The police are not required to ask the owner of a car what he would like to have done with the car when the owner is arrestee and there is no one present at the scene to take custody of the car and safely remove it. Scott v. State, 316 Ga. App. 341 (2012).

Incident to Arrest

As part of a lawful arrest, an officer may search the person of the arrestee. State v. Hargis, 294 Ga. 818 (2014).The arrest of an individual will provide a basis for searching the passenger compartment of the arrestee's vehicle and any containers therein when it is reasonable to believe evidence related to the crime of arrest might be found in the vehicle.
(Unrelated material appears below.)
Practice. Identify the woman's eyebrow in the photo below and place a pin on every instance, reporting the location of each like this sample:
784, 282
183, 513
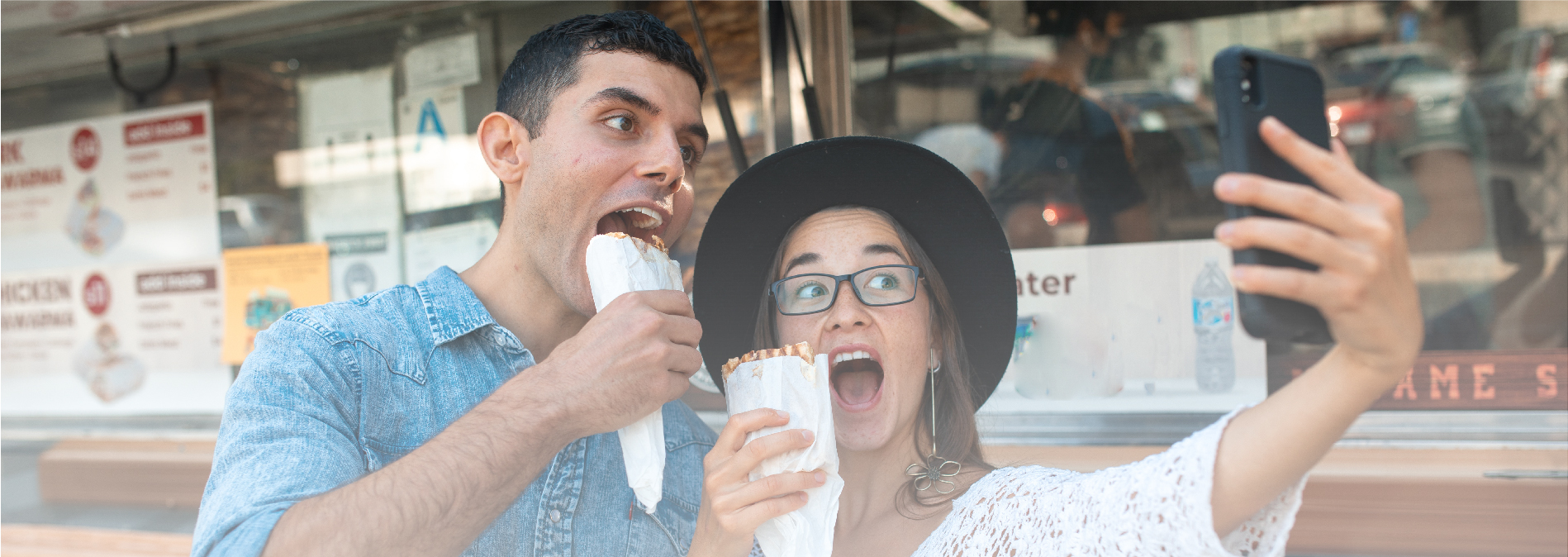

State v. Taplin, 315 Ga. App. 622 (2012); Arizona v. Gant, 556 U.S. 332 (2009).

Inevitable Discovery

Under the inevitable discovery rule, if the State shows by a preponderance of the evidence that illegally obtained evidence would have been discovered inevitably by lawful means, the evidence is admissible.  Clay v. State, 290 Ga. 822 (2012); State v. Woods, 311 Ga. App. 577 (2011); Cunningham v. State, 284 Ga. App. 739 (2007); Taylor v. State, 274 Ga. 269 (2001).

Abandonment

A person can abandon any interest or expectation of privacy they have in an item by for example throwing it away.  The question is whether under the totality of circumstances, the police officer reasonably believed at the time of the search that the person had given up his interest in the property to such an extent that he no longer had an expectation of privacy in it.  State v. Browning, 209 Ga. App. 197 (1993).

The warrantless search and seizure of garbage violates the Fourth Amendment only if the person who discarded the garbage "manifested a subjective expectation of privacy in their garbage that society accepts as objectively reasonable." California v. Greenwood, 486 U.S. 35 (1988);  Scott v. State, 270 Ga. App. 292 (2004); Perkins v. State, 197 Ga. App. 577 (1990). The act of placing garbage for collection is an act of abandonment which terminates any Fourth Amendment protection because, absent proof that a person has made some special arrangement for the disposition of his garbage, he has no reasonable expectation of privacy with respect to it once he has placed it for collection. Brundige v. State, 310 Ga. App. 900 (2011). 

Contraband discarded during flight from police and before a suspect is arrested is admissible as evidence. Barber v. State, 317 Ga. Ap. 600 (2012). However, if unlawful police conduct coerces a defendant into abandoning the property, suppression of the evidence may be warranted.  State v. Terrell, 327 Ga. App. 745 (2012); Edwards v. State, 239 Ga. App. 44 (1999).

Plain View

Objects within the plain view of an officer who is in a lawful position can be seized. The plain view rule applies only if (1) the initial intrusion which gave rise to the plain view was lawful, (2) the discovery of evidence was inadvertent, and (3) the incriminating nature of the evidence was immediately apparent. Clay v. State, 290 Ga. 822 (2012; Lamar v. State, 278 Ga. 150 (2004); Robinson v. State, 312 Ga. App. 736 (2011); Reid v. State, 298 Ga. App. 889 (2009).  The plain view doctrine authorizes a police officer to enter a vehicle to seize an illegal item if the facts would justify the issuance of a warrant, that is, if the officer has probable cause to believe the item is contraband. Arnold v. State, 315 Ga. App. 798 (2012).